Chinese Main

Peking Duck

Beijing roast duck with lacquered crisp skin, thin pancakes, cucumber, spring onion and sweet bean sauce.

24 hrPrep time
1 hr 30 minsCook time
Serves 2Servings
AdvancedDifficulty
Peking Duck
About this dish

Peking Duck: the story on the plate

Beijing roast duck with lacquered crisp skin, thin pancakes, cucumber, spring onion and sweet bean sauce. This version is written for a serious home cook: traditional in spirit, regional in detail and built around the ingredients and techniques that make the dish Chinese rather than generic.

Historical background

Imperial and restaurant roast-duck traditions made Beijing duck a symbol of theatrical carving and crisp skin.

Why it is famous

It is famous because the eating ritual is as important as the roasting.

Cultural significance

In Beijing, this dish helps show how varied Chinese food really is: wheat and rice traditions, banquet cooking, street food, festival symbolism and home comfort all have their own language.

Nutrition

Estimated nutrition per serving

Useful for meal planning and calorie-aware recipe browsing.

620Calories
32gProtein
42gCarbs
36gFat

Estimated from ingredient quantities and traditional serving style; review before publishing formal nutritional claims.

Ingredients

What you need

  • whole duck
  • maltose glaze
  • rice vinegar
  • Shaoxing wine
  • five-spice
Method

Step-by-step method

Follow the recipe in order, tasting and adjusting seasoning where needed.
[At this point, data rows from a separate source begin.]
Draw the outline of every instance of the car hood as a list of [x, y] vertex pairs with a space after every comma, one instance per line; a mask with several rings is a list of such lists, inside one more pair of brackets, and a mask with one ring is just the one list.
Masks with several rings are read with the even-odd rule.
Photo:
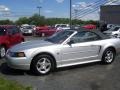
[[50, 46], [50, 45], [53, 45], [53, 43], [44, 41], [44, 40], [26, 41], [26, 42], [22, 42], [20, 44], [13, 46], [11, 50], [21, 51], [21, 50], [26, 50], [26, 49], [31, 49], [31, 48]]

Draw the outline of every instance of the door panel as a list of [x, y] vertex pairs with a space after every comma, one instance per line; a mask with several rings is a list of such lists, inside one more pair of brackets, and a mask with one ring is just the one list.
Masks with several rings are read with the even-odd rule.
[[88, 60], [95, 60], [98, 57], [101, 46], [95, 45], [94, 42], [85, 42], [72, 45], [63, 45], [62, 62], [76, 63]]

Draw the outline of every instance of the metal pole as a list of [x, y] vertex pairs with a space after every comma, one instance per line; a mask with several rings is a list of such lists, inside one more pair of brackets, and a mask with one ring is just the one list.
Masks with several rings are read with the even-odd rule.
[[38, 8], [38, 10], [39, 10], [39, 16], [40, 16], [40, 9], [41, 9], [42, 7], [38, 6], [37, 8]]
[[71, 28], [71, 25], [72, 25], [72, 0], [70, 0], [70, 28]]

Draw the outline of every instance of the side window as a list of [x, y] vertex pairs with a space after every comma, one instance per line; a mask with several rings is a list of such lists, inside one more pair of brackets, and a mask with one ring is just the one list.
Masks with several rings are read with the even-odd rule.
[[75, 34], [71, 40], [74, 43], [80, 43], [80, 42], [89, 42], [89, 41], [95, 41], [95, 40], [100, 40], [100, 36], [95, 34], [94, 32], [90, 31], [83, 31], [83, 32], [78, 32]]

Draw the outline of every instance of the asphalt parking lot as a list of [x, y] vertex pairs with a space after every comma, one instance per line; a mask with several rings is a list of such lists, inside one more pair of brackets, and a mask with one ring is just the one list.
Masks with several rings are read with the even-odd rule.
[[[26, 36], [26, 40], [40, 37]], [[34, 90], [120, 90], [120, 55], [110, 65], [98, 63], [60, 68], [45, 75], [35, 76], [30, 71], [14, 70], [0, 60], [0, 75]]]

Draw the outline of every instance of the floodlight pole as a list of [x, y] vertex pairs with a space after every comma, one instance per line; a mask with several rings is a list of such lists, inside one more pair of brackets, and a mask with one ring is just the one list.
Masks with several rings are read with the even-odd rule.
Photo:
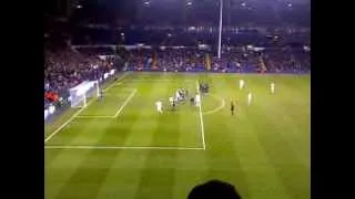
[[220, 0], [219, 59], [221, 59], [223, 0]]

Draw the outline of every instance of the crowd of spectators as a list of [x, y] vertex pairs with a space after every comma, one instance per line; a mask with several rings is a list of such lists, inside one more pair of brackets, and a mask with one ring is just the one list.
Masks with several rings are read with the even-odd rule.
[[310, 53], [297, 48], [271, 48], [260, 52], [224, 48], [221, 59], [210, 50], [197, 48], [134, 49], [129, 53], [128, 70], [131, 71], [301, 73], [311, 70]]
[[68, 48], [44, 50], [44, 108], [65, 102], [69, 88], [88, 80], [99, 80], [113, 66], [113, 60], [100, 60], [94, 52]]

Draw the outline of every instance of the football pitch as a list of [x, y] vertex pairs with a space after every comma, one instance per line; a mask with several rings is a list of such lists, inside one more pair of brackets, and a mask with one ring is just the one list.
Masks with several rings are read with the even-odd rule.
[[[199, 83], [202, 105], [172, 111]], [[44, 125], [45, 199], [186, 199], [211, 179], [243, 199], [311, 198], [311, 75], [125, 73], [103, 95]]]

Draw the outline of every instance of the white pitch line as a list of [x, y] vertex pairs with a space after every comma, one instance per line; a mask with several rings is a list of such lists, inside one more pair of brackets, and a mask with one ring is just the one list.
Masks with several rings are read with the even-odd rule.
[[158, 149], [158, 150], [204, 150], [196, 147], [134, 147], [134, 146], [44, 146], [47, 149]]
[[[88, 107], [95, 98], [92, 98], [85, 107]], [[60, 132], [62, 128], [64, 128], [70, 122], [72, 122], [81, 112], [83, 112], [85, 109], [85, 107], [82, 107], [81, 109], [79, 109], [74, 115], [72, 115], [65, 123], [63, 123], [59, 128], [57, 128], [50, 136], [48, 136], [44, 139], [44, 143], [47, 143], [49, 139], [51, 139], [55, 134], [58, 134], [58, 132]]]
[[118, 117], [120, 115], [120, 113], [122, 112], [122, 109], [124, 108], [124, 106], [132, 100], [132, 97], [135, 95], [136, 90], [134, 90], [131, 95], [124, 101], [123, 105], [121, 106], [121, 108], [114, 114], [113, 117]]
[[[122, 80], [126, 76], [126, 73], [124, 73], [119, 80]], [[118, 81], [119, 81], [118, 80]], [[116, 81], [115, 81], [116, 82]], [[112, 84], [114, 85], [115, 82], [113, 82]], [[110, 85], [109, 87], [105, 88], [105, 91], [110, 90], [113, 85]], [[88, 107], [92, 102], [94, 102], [97, 100], [92, 98], [85, 107]], [[49, 135], [45, 139], [44, 143], [47, 143], [48, 140], [50, 140], [55, 134], [58, 134], [62, 128], [64, 128], [70, 122], [72, 122], [81, 112], [83, 112], [85, 109], [85, 107], [79, 109], [74, 115], [72, 115], [65, 123], [63, 123], [59, 128], [57, 128], [51, 135]]]
[[[199, 80], [196, 80], [196, 88], [197, 88], [197, 94], [200, 95], [200, 86], [199, 86]], [[199, 104], [199, 112], [200, 112], [200, 124], [201, 124], [201, 134], [202, 134], [202, 145], [203, 149], [206, 149], [206, 143], [204, 140], [204, 126], [203, 126], [203, 118], [202, 118], [202, 107], [201, 107], [202, 101]]]
[[114, 116], [106, 115], [79, 115], [75, 118], [114, 118]]

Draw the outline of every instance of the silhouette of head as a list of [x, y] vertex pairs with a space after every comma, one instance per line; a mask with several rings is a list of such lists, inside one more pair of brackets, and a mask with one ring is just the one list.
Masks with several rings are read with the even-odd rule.
[[211, 180], [195, 186], [189, 193], [187, 199], [242, 199], [234, 186]]

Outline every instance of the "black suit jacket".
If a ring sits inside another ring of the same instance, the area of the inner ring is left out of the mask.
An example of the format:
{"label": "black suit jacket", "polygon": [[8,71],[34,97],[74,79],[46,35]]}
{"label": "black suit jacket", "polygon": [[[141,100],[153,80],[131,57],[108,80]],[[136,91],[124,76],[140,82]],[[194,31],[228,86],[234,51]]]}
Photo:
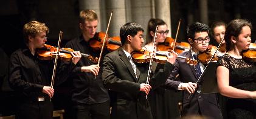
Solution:
{"label": "black suit jacket", "polygon": [[[164,83],[173,68],[166,62],[164,69],[154,73],[150,82],[152,88]],[[148,65],[136,64],[136,68],[137,78],[122,48],[104,58],[102,77],[112,94],[111,118],[152,118],[146,95],[139,91],[140,83],[146,83]]]}
{"label": "black suit jacket", "polygon": [[[192,58],[191,50],[184,52],[180,56]],[[196,83],[199,77],[196,75],[195,66],[187,64],[183,59],[176,59],[175,68],[170,74],[165,85],[168,88],[177,89],[181,82]],[[179,81],[175,81],[179,74]],[[198,87],[200,86],[200,85]],[[215,94],[200,94],[197,91],[189,98],[190,94],[187,91],[182,92],[182,116],[201,114],[213,118],[222,118],[221,112]]]}

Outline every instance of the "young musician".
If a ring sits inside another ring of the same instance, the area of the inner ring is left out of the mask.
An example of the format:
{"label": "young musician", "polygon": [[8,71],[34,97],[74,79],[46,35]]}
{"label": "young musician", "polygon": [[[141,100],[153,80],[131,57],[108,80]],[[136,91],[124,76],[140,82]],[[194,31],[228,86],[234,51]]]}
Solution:
{"label": "young musician", "polygon": [[[95,35],[98,22],[98,16],[94,10],[81,10],[79,15],[81,34],[68,42],[66,47],[99,57],[100,51],[95,51],[89,45],[91,40],[98,40]],[[103,57],[106,51],[103,51]],[[81,57],[71,74],[68,80],[72,82],[74,118],[109,118],[109,97],[103,85],[100,66],[101,63],[95,65],[88,58]]]}
{"label": "young musician", "polygon": [[132,60],[131,53],[140,51],[144,42],[143,28],[127,23],[120,30],[122,47],[106,55],[102,74],[103,83],[113,96],[111,118],[152,118],[146,98],[151,89],[164,83],[173,68],[177,54],[172,51],[163,69],[155,72],[147,84],[148,66],[139,66]]}
{"label": "young musician", "polygon": [[[202,23],[196,22],[190,25],[187,29],[187,37],[192,48],[180,55],[196,59],[198,53],[203,52],[207,48],[210,42],[209,30],[209,27]],[[195,83],[203,71],[204,66],[200,62],[196,66],[191,66],[179,59],[176,59],[174,65],[175,68],[170,74],[165,85],[178,90],[187,89],[187,91],[182,92],[181,116],[200,115],[213,118],[221,118],[221,112],[215,94],[201,93],[202,82],[199,82],[198,85]],[[179,76],[179,80],[173,81],[178,74]],[[196,88],[196,91],[195,91]],[[190,97],[188,98],[189,95]]]}
{"label": "young musician", "polygon": [[225,32],[227,53],[218,60],[217,82],[226,97],[228,118],[255,118],[256,66],[243,58],[252,40],[251,23],[245,19],[230,21]]}
{"label": "young musician", "polygon": [[[169,32],[167,29],[167,25],[162,19],[152,18],[148,21],[148,34],[146,45],[142,49],[153,51],[154,50],[153,41],[156,26],[158,26],[158,30],[156,33],[156,43],[164,42],[167,35]],[[155,62],[153,66],[155,65]],[[168,74],[167,74],[168,75]],[[152,115],[154,118],[174,118],[179,117],[178,106],[174,106],[175,102],[170,102],[175,98],[170,90],[166,89],[164,85],[155,88],[150,91],[149,100],[151,108]],[[172,113],[170,113],[172,112]]]}
{"label": "young musician", "polygon": [[[11,55],[9,69],[10,85],[17,96],[15,118],[52,118],[54,107],[50,98],[54,89],[50,85],[54,63],[40,60],[36,55],[38,49],[44,47],[47,41],[49,28],[44,23],[31,21],[25,24],[23,31],[27,46]],[[72,63],[58,69],[56,77],[64,79],[66,75],[63,72],[68,74],[81,57],[79,51],[71,54]]]}

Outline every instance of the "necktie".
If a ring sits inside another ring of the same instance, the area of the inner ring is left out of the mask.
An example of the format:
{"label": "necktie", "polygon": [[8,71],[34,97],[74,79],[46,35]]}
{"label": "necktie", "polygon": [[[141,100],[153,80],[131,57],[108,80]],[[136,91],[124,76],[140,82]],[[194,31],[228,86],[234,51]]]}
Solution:
{"label": "necktie", "polygon": [[133,71],[134,71],[134,74],[135,74],[135,76],[137,78],[137,74],[136,74],[136,66],[135,65],[133,61],[133,59],[131,59],[131,56],[129,56],[128,57],[128,58],[129,59],[129,61],[131,63],[131,66],[133,67]]}
{"label": "necktie", "polygon": [[195,69],[196,69],[196,76],[199,78],[201,74],[202,74],[202,72],[201,71],[200,65],[199,64],[199,62],[198,60],[198,54],[195,54],[194,55],[193,55],[193,57],[194,57],[194,59],[198,60],[198,63],[197,63],[196,65]]}

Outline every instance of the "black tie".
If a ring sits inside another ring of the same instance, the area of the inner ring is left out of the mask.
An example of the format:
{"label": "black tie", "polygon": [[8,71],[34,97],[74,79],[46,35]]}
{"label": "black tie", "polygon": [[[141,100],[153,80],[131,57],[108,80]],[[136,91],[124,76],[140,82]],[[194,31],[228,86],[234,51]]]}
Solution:
{"label": "black tie", "polygon": [[133,71],[134,72],[134,74],[135,74],[135,76],[136,76],[136,78],[137,78],[137,74],[136,74],[136,66],[135,65],[134,63],[133,62],[133,59],[132,59],[132,58],[131,58],[131,56],[129,56],[128,57],[128,58],[129,59],[129,61],[130,61],[130,62],[131,63],[131,66],[133,67]]}
{"label": "black tie", "polygon": [[195,68],[196,76],[199,78],[200,77],[201,74],[202,74],[202,72],[201,71],[200,65],[198,60],[198,54],[195,54],[194,55],[193,55],[193,57],[194,57],[194,59],[198,60],[198,63],[196,64]]}

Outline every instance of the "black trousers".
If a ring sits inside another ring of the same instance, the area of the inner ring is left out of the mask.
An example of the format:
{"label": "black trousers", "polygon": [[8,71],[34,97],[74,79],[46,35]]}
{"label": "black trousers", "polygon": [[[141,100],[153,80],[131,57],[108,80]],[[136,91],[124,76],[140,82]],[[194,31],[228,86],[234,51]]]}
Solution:
{"label": "black trousers", "polygon": [[54,106],[50,101],[19,102],[16,119],[51,119]]}
{"label": "black trousers", "polygon": [[76,105],[73,107],[76,119],[109,119],[109,101],[92,105]]}

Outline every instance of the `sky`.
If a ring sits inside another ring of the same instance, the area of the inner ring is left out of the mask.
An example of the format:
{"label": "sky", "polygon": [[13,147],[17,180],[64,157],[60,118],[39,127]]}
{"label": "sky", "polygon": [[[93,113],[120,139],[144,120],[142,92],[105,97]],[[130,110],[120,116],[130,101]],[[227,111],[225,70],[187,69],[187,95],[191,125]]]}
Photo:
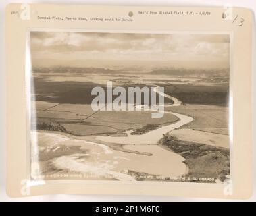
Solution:
{"label": "sky", "polygon": [[228,65],[229,36],[31,32],[30,50],[35,64],[51,59],[56,64],[118,60]]}

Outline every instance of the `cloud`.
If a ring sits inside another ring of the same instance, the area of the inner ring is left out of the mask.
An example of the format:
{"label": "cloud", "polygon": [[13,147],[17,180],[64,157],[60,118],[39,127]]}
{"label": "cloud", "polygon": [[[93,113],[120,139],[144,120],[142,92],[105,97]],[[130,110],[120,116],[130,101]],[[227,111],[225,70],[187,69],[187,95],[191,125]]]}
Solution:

  1. Dry the skin: Pat the duck completely dry, separate the skin gently from the breast where possible and leave uncovered in the fridge so the skin dries before roasting.
  2. Season and glaze: Brush with a light maltose or honey-vinegar glaze, season the cavity, then air-dry again until glossy.
  3. Roast hot, then steady: Roast at 220°C / 425°F for 20 minutes, then reduce to 180°C / 350°F until cooked through and the skin is lacquered.
  4. Rest and slice: Rest for 15 minutes, then slice the skin and meat thinly across the breast and legs.
  5. Serve traditionally: Serve with warm pancakes, cucumber batons, spring onion shreds and hoisin or sweet bean sauce.
Cook smarter

Tips, storage and serving advice

Shopping tips

Shop for proper Chinese pantry ingredients: Chinkiang vinegar, Shaoxing wine, Chinese light and dark soy, Pixian doubanjiang, dried shiitake, sesame paste, glutinous rice flour, fresh ginger and spring onions. Buy fish and poultry as fresh as possible.

Ingredient quality

Use the named regional ingredients where they define the dish. Substituting generic chilli sauce for doubanjiang or ordinary vinegar for Chinkiang vinegar will flatten the result.

Common mistakes

The common mistake is treating every Chinese recipe like a generic stir-fry. These dishes need steaming, poaching, braising, resting, folding, pulling, chilling or reducing according to their region and technique.

Chef’s tips

Prepare everything before heat is applied, respect the core regional seasoning and do not drown the dish in generic sauce.

How to know it is cooked

Look for the traditional texture: springy noodles, tender fish, glossy braises, crisp duck skin, silky tofu, chewy rice cake, cold crunchy salads or flaky pastry depending on the dish.

Plating advice

Plate with restraint and context: rice with braises, pancakes with duck, vinegar with dumplings, syrup with sweets, and simple bowls for noodles and soups.

Make ahead

Sauces, fillings, braises and dessert components can often be made ahead; steamed fish, crisp pancakes, fried dough, fresh noodles and cold salads are best finished close to serving.

Storage and reheating

Store covered in the fridge for up to 2 days where suitable. Cool rice, seafood and tofu dishes quickly and reheat gently. Reheat braises gently with a splash of water or stock. Steam dumplings and rice cakes. Avoid reheating delicate fish, fresh cold salads and crisp fried items unless necessary.